Ulbricht's plans were thwarted by the Western allies and a courageous new breed of truly democratic German politicians. In June 1948, the Soviets—unable to gain control by free elections—tried to force the western sectors of Berlin into submission by closing off land access.

Led by the American military governor, Lucius D. Clay, the West defiantly mounted a massive airlift to fly supplies into their beleaguered sectors. After a year, the Russians called off the "Berlin Blockade."

Soon, Germany split into a western democratic and an eastern communist state—and Berlin definitively into East and West Berlin.

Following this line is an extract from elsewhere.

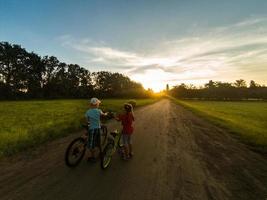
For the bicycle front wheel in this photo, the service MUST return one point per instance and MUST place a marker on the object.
(75, 152)
(107, 155)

By the early 1950s, West Germany was rapidly becoming a postwar industrial powerhouse. Ulbricht's Communist domain languished economically. It began to leak skilled workers. The main border between East and West Germany was sealed. However, because of its four-power status, Berlin remained open. East Germans seeking a better life could still leave for West Berlin and, from there, fly to West Germany. Of 17 million East Germans, 2.2 million fled westward between 1949 and 1961, most via the Berlin "escape hatch."

By mid-1961, this exodus threatened the Communist state's very existence. Hence, the Berlin Wall.

Snaking for almost a hundred miles around West Berlin, the Wall became the Cold War's most potent symbol. It began 50 yards deep on the East Berlin side, with a high wall greeting potential escapers. Next came an alarmed fence, then dog-runs patrolled by vicious German shepherds. Towers stood every hundred yards, manned by guards with orders to shoot on sight. At the edge of West Berlin stood a final "marker" barrier (the part tourists wrongly assumed to be "the Berlin Wall").

Up to 250 East Germans died trying to flee. Thousands more suffered arrest and imprisonment. About 5,000 succeeded—by using false papers, by braving the fortified wall, by swimming waterways, by glider, by reinforced truck, or by digging tunnels beneath Berlin's sandy terrain.